More equal

Published October 3, 2014
The writer teaches at Quaid-i-Azam University, Islamabad.
The writer teaches at Quaid-i-Azam University, Islamabad.

IN George Orwell’s celebrated classic Animal Farm, the founding slogan of the animal collective ‘all animals are equal’ metamorphoses by the end of the novel into ‘all animals are equal, but some animals are more equal than others’. In short, the promise of egalitarianism is suffocated by a power-hungry clique that propagates hollow slogan-mongering to sustain its dominant position.

Another Orwellian dystopia is outlined in the novel 1984, in which a huge authoritarian bureaucracy dumbs down the critical capacities of ordinary people via an all-powerful media, and a thought-controlling language called ‘Newspeak’.

In the seven decades since both stories saw the light of day, the make-up of modern societies has been irrevocably altered by surveillance technologies and the corporate media. Whether or not Orwell intended to provide a blueprint for the evolution of the dark side of capitalist modernity, it can be argued in retrospect that he did exactly that.

This past Sunday, Imran Khan mobilised more people in Lahore than he has managed at any other point since his first Minto Park demonstration in October 2012. The corporate media has of course been instrumental in the PTI’s emergence as a major contender for power over the past two years, and its love affair with Khan has peaked over the past few weeks as evidenced by almost uninterrupted live coverage of the dharna in Islamabad.


The media now has the capacity to turn day into night.


It is thus in keeping with the script that Sunday’s gathering in Lahore was gratuitously covered and generated plenty of excited comment about Khan’s regenerated challenge to the Sharifs.

However, the PTI’s jalsa was not the only political event of note on Sunday. Pakistan’s long-maligned left also staged an impressive — albeit much smaller — show in the capital Islamabad. Remarkably, only the state-run PTV covered the leftists, while the private media networks that regularly proclaim themselves to be the vanguards of democracy chose to completely ignore them. Presumably the lure of Imran Khan — even from far away in Lahore — was simply too much for even a few TV cameras to grace the leftist gathering.

Given that the populist right wing regularly employs the language that was once the exclusive preserve of the left, one would think that at least a handful of journalists might have piercing questions to pose about the extent to which the right wing is really committed to a revolution benefiting popular forces, and also why the left should be taken seriously in an era where what it has to say does not appear — on the surface, at least — to be too different than just about everyone else.

But alas, journalism is not what it once was; the critical, thoughtful professional of yesteryear has been replaced by the savvy networker who conforms to all the rules and regulations of the well-oiled machine that is the modern media corporation.

Since 2007 ‘experts’ have been talking up the democratising impacts of the private media.
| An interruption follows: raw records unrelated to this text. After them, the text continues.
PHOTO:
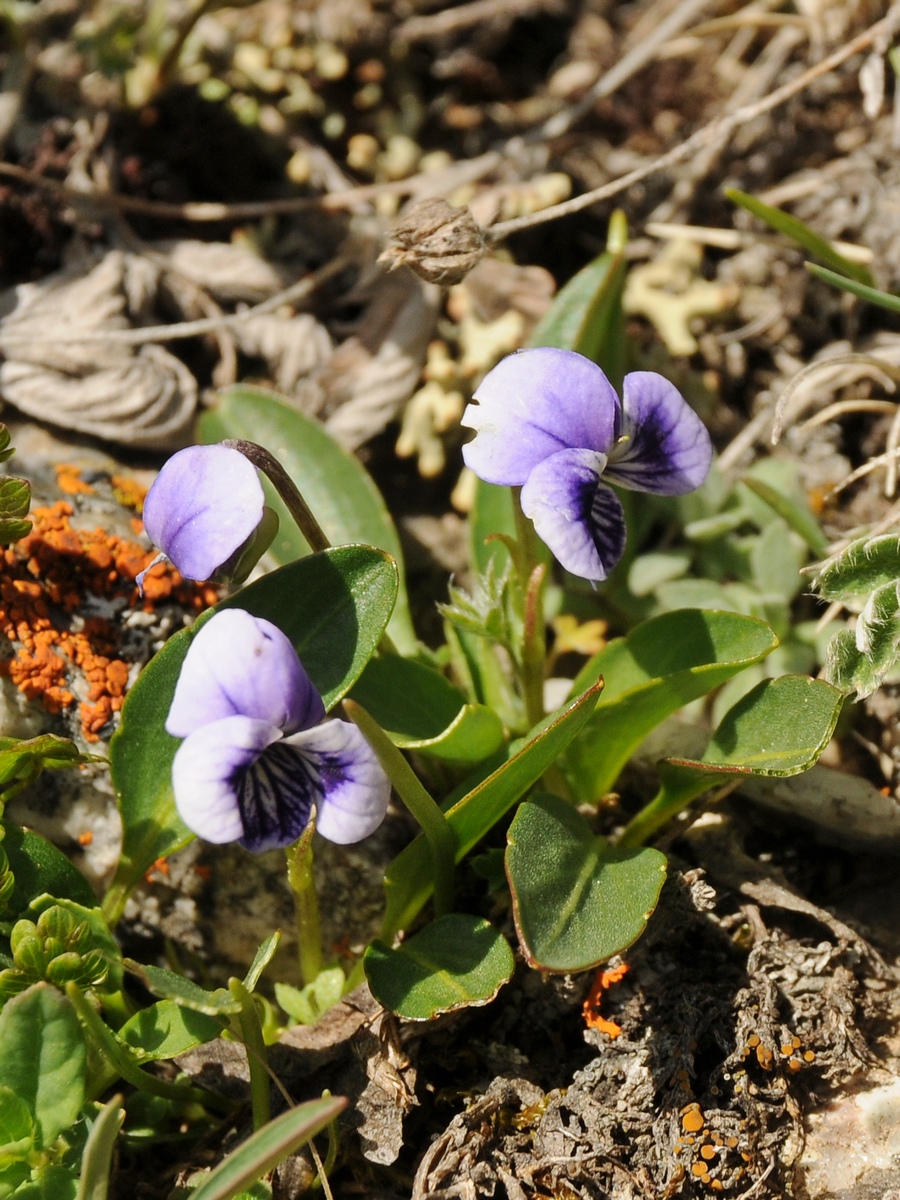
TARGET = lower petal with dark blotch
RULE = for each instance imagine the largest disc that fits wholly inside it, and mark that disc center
(579, 517)
(208, 771)
(275, 796)
(353, 789)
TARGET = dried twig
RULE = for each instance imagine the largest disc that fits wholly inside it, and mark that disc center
(723, 126)
(426, 183)
(636, 58)
(297, 292)
(453, 21)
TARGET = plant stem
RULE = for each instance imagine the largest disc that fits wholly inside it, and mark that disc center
(663, 808)
(251, 1035)
(303, 885)
(534, 647)
(424, 808)
(287, 490)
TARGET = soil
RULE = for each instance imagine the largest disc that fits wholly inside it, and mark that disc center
(753, 1045)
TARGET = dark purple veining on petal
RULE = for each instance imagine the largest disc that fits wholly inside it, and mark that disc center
(275, 797)
(665, 448)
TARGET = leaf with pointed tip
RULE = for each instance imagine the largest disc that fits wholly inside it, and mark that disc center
(97, 1157)
(421, 711)
(655, 670)
(799, 232)
(576, 899)
(39, 868)
(167, 1029)
(337, 487)
(456, 961)
(409, 880)
(779, 729)
(874, 295)
(587, 315)
(268, 1146)
(15, 503)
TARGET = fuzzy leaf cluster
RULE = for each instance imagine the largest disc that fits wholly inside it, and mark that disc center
(868, 573)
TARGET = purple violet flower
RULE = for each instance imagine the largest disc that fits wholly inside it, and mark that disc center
(550, 421)
(256, 759)
(203, 508)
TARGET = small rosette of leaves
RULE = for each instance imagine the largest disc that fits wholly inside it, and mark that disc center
(60, 947)
(868, 574)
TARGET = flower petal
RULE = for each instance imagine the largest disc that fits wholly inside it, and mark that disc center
(203, 507)
(353, 789)
(533, 405)
(243, 665)
(666, 448)
(579, 517)
(208, 769)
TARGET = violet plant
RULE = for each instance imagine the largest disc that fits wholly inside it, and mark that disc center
(234, 730)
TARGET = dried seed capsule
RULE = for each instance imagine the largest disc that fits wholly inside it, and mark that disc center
(438, 241)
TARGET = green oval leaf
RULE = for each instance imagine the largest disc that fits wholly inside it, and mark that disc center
(42, 1059)
(409, 879)
(335, 484)
(334, 607)
(168, 1029)
(17, 1127)
(576, 899)
(659, 667)
(455, 963)
(419, 709)
(268, 1146)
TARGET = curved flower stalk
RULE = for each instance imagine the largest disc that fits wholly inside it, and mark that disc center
(204, 511)
(256, 760)
(550, 421)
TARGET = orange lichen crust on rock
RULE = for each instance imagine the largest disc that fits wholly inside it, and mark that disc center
(48, 579)
(591, 1009)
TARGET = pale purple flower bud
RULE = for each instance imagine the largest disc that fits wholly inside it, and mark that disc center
(550, 421)
(203, 508)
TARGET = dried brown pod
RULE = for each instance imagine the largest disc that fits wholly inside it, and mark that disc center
(438, 241)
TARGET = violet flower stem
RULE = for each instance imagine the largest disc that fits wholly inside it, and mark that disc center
(287, 490)
(251, 1035)
(663, 809)
(534, 637)
(424, 808)
(303, 883)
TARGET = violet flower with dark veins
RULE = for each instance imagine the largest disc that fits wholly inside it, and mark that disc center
(204, 509)
(256, 759)
(550, 421)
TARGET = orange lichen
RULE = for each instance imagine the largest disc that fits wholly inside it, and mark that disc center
(693, 1119)
(591, 1008)
(49, 577)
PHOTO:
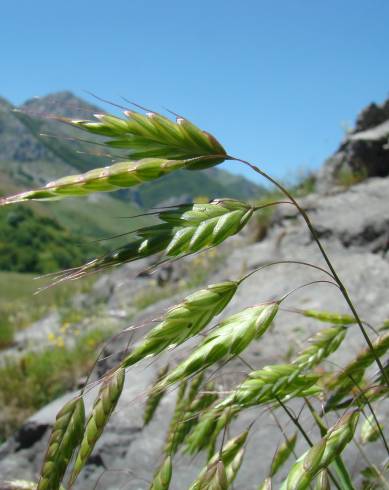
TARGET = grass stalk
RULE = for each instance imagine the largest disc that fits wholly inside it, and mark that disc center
(315, 236)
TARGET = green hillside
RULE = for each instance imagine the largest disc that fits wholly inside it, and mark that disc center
(35, 148)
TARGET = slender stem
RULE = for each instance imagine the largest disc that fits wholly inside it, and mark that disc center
(338, 464)
(324, 254)
(366, 400)
(296, 422)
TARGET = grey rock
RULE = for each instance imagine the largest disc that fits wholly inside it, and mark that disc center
(353, 226)
(363, 153)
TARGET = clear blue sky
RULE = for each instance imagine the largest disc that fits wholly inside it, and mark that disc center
(273, 80)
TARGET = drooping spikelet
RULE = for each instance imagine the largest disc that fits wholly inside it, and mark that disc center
(227, 340)
(282, 381)
(161, 480)
(184, 320)
(324, 343)
(231, 455)
(153, 135)
(191, 415)
(185, 229)
(283, 452)
(345, 380)
(214, 478)
(66, 435)
(329, 317)
(154, 146)
(176, 421)
(265, 485)
(370, 432)
(154, 396)
(103, 407)
(107, 179)
(321, 455)
(210, 423)
(323, 481)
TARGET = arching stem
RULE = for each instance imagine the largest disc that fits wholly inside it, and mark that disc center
(314, 234)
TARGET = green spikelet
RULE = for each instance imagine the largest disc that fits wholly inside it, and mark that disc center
(321, 455)
(282, 381)
(184, 320)
(107, 179)
(328, 317)
(229, 339)
(282, 454)
(154, 396)
(192, 413)
(153, 135)
(66, 435)
(233, 468)
(104, 405)
(214, 478)
(211, 422)
(323, 481)
(369, 430)
(186, 229)
(344, 381)
(324, 343)
(265, 485)
(173, 433)
(163, 476)
(154, 146)
(231, 456)
(223, 420)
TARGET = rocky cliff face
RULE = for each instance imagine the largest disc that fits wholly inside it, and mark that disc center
(364, 151)
(354, 227)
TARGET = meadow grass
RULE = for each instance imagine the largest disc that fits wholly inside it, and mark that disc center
(154, 146)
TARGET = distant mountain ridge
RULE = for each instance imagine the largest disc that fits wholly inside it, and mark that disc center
(29, 158)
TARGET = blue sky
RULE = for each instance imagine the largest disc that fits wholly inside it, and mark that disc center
(276, 81)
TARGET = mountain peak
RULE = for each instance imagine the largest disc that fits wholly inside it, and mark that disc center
(63, 103)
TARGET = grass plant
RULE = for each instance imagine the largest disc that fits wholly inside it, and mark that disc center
(153, 146)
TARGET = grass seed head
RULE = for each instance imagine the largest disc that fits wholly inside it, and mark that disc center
(324, 343)
(329, 317)
(227, 340)
(281, 381)
(345, 380)
(282, 454)
(120, 175)
(323, 481)
(184, 320)
(66, 435)
(321, 455)
(154, 396)
(103, 407)
(369, 430)
(184, 230)
(153, 135)
(266, 484)
(163, 476)
(214, 478)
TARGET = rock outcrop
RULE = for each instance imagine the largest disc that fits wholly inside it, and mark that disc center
(354, 227)
(363, 153)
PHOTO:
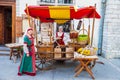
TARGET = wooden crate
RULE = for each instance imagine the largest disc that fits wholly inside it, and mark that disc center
(57, 55)
(69, 52)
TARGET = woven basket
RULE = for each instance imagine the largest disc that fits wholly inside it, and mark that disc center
(83, 38)
(69, 52)
(57, 52)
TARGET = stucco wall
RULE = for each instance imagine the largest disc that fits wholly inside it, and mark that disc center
(111, 30)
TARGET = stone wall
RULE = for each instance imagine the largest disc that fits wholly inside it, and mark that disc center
(111, 30)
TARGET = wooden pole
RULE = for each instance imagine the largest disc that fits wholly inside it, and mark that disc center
(35, 32)
(89, 32)
(28, 15)
(93, 28)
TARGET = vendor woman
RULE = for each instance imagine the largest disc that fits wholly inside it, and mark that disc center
(27, 65)
(60, 36)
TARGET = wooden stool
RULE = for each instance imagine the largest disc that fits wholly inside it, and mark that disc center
(84, 65)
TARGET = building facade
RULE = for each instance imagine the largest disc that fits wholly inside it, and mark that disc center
(111, 29)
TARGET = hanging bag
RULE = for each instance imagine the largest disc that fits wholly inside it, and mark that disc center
(83, 38)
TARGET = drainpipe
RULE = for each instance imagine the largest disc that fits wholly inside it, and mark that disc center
(100, 38)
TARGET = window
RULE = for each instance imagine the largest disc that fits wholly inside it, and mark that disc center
(65, 1)
(49, 1)
(66, 26)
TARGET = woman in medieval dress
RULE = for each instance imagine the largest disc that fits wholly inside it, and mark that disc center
(27, 65)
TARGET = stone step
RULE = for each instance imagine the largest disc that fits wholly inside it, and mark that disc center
(4, 50)
(4, 53)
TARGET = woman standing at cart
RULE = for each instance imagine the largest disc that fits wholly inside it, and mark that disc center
(27, 65)
(60, 36)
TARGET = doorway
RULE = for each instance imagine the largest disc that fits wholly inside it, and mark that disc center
(5, 24)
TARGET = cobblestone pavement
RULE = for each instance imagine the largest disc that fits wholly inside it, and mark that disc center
(108, 71)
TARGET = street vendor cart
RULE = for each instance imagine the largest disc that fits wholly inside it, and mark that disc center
(61, 14)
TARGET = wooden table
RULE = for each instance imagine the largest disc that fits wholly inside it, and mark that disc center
(15, 47)
(85, 62)
(44, 56)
In practice, however, media corporations repeatedly demonstrate their allegiance to the mantra that ‘some animals are more equal than others’. Imran Khan and Tahirul Qadri guarantee high TV ratings and therefore advertisements. Conversely, the left simply does not sell.

It is hardly surprising that Pakistan’s media moguls harbour no interest whatsoever in arguably the most significant gathering of the country’s battered left in a couple of decades. But it is staggering that working journalists chose not to show up in spite of their bosses’ disinterest.

In the past, particularly during the Ayub and Zia dictatorships, a critical mass of journalists themselves influenced by progressive ideas made great sacrifices to publish dissenting views, and get the word out about the left’s activities. It would appear that such journalists are now a dying breed, if not totally extinct.

Accordingly, there is very little opposition from within media circles to the corporate juggernaut that Noam Chomsky famously suggested ‘manufacture consent’. The nexus of political establishment and media corporations that is the bedrock of American political economy is fast becoming so in this country as well.

Certainly, the media now has the capacity to turn day into night. Hence people can believe that corruption will be done away with in 90 days and revolutions can be made on Islamabad’s Constitution Avenue by a cleric in a container. This is ‘Newspeak’ par excellence, and our job is simply to make up the numbers.

Those on the left who are not fazed by the absurdity of it all offer the best hope of averting an Orwellian ending to the story. That the mainstream press has clearly thrown in its lot with the forces of reaction is by the by. What matters is whether or not a critical mass of opinion develops within society at large to challenge ‘Newspeak’, or if indeed we will continue to accept that some animals are more equal than others.

The writer teaches at Quaid-i-Azam University, Islamabad.